Odysseus Wandering

Odysseus Wandering

(How I Became a Prison Guard)

By Tim Trask

Here’s how it started.

I’m on an overnight flight from San Francisco to Boston on January 10-11, 1969, after spending a year in the Republic of Viet Nam. There aren’t many people on the flight, but even the few who are here glance in my direction and turn away. They won’t look me in the eye or acknowledge me in any way. I’m taboo. That’s okay. I don’t feel much like talking anyway. No one at home knows I’m coming. I haven’t written. I haven’t called. That may be because I want to surprise my family. I’m thinking it’s more because I can’t believe it myself and want to be sure it’s happening before I tell anyone else. The only reason I’m wearing my uniform is that I got half-fare if I wore it and would’ve had to pay full if I didn’t. I hate the uniform. Any uniform. Especially this one they gave me a few hours ago with the Viet Nam Service Ribbon and the Bronze Star.

Probably just as well that people are staying away, from what I’ve been hearing. Don’t mean nuthin’.

On one hand, I feel that nothing can hurt me now that I’ve escaped the war unharmed. On the other, I’m uncertain about every little thing. I have no idea who I am, who I can become, or even who I want to be. I’m wandering into unknown territory that at times I thought I’d never see―the future. One thing is certain, though. As soon as I get some civvies, I’m taking this uniform off and never putting on another stinking uniform again. No matter what. Unfortunately, it’s the only certain thing in my mind right now.

The plane lands at Logan at 6:00 AM on Saturday, January 11. Since I left Portland, Maine, for Fort Dix at 6:00 AM on Tuesday, May 31, 1966, I’ve been in the Army for exactly two years, seven months, and twelve days. I’ve got to do something if I don’t want to hang around the airport the rest of my life, so I call my sister Rebecca in Lowell, my nearest relative. She’s excited to hear from me, which makes me feel good.

“Where are you?” “Logan.”

“Timmy’s at Logan, Dick! Are you home for good?” “Yup.”

“You don’t have to go back?” “No.”

She says they’ll be there in an hour to pick me up. I ask her to call Dad and Mom, and she says she’s going to call everybody.

Right now, I don’t even really want to see anyone. While I was in Viet Nam, I read Thoreau, and I just want to go live in a cabin by myself in the woods somewhere, preferably in Maine, since that’s the only place where I know anything about the woods. I’m in Boston now with an hour to kill and nothing to kill it with. I can’t drink, and I can’t smoke. Both of these habits are forbidden in my family. My father’s a minister in the Church of the Nazarene, and he’s devoted his life to not smoking and not drinking, so I’ve got to pretend I haven’t acquired either practice, at least for the time being.
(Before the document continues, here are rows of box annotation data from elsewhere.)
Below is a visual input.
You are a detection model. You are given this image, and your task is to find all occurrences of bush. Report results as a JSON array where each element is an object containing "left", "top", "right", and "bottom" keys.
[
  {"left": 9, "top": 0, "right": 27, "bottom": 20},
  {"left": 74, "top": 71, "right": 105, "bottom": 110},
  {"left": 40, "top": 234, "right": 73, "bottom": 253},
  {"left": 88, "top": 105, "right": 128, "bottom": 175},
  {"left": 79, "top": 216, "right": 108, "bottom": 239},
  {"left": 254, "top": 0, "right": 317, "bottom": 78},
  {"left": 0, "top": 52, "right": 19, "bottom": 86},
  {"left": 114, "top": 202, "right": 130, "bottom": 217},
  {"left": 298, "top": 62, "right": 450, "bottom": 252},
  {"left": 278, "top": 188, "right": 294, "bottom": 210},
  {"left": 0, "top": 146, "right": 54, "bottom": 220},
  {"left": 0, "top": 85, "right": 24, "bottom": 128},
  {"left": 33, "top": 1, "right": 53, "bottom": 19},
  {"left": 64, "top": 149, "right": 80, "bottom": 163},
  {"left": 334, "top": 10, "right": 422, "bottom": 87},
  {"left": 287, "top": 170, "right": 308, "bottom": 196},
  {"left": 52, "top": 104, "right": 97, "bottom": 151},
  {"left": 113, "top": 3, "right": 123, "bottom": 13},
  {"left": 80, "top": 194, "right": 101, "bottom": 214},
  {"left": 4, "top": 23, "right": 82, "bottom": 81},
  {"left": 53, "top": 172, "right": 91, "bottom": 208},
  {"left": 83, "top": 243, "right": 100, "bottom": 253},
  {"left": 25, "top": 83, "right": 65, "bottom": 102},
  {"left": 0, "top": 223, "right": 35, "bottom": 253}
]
Either revelation probably would be more of a shock than if I’d been killed by the Viet Cong, which, I’m thinking, might have been the better option, now that I’ve got to face all of the people who don’t have any notion of how much I’ve changed since last they saw me.

The hour goes by as I’m thinking about how weird life is and ponder Thoreau’s question about whether you can kill time without injuring eternity. Time. I remember studying time in my college physics classes. The space-time continuum. I’ve been doing time. Wasting my life. For nothing. I’ve looked to this day as a great day of happiness, but now that it’s here, I’m thinking I was better off over there. If I’d stayed, at least I wouldn’t feel this emptiness about leaving friends there to deal with all the crap I left.

Becky and Dick arrive, and as we hug, I can’t help the tears in my eyes. It pisses me off. We drive to their house in Lowell, and I’m still in dress greens feeling like a circus clown, and my brother-in-law, thinking he’s being helpful, is trying to talk me into a tour of the prison where he works as a correction officer.

Now I remember. I remember getting a letter from my sister that says he’s got a good job as a correction officer in a prison. I remember thinking if that’s a good job, the whole world sucks. I’m thinking of a guy who sits outside a bunch of cells with a gun on his hip watching prisoners trying to amuse themselves but they can’t find anything to do. There’s no way I would work as a prison guard. I’d rather be a prisoner, I think. With all that time, I’d be able to read and write. Now he wants me to go see the place. It’ll be hours before my parents get here, so I say okay, and we get into the car and he starts with the job right away.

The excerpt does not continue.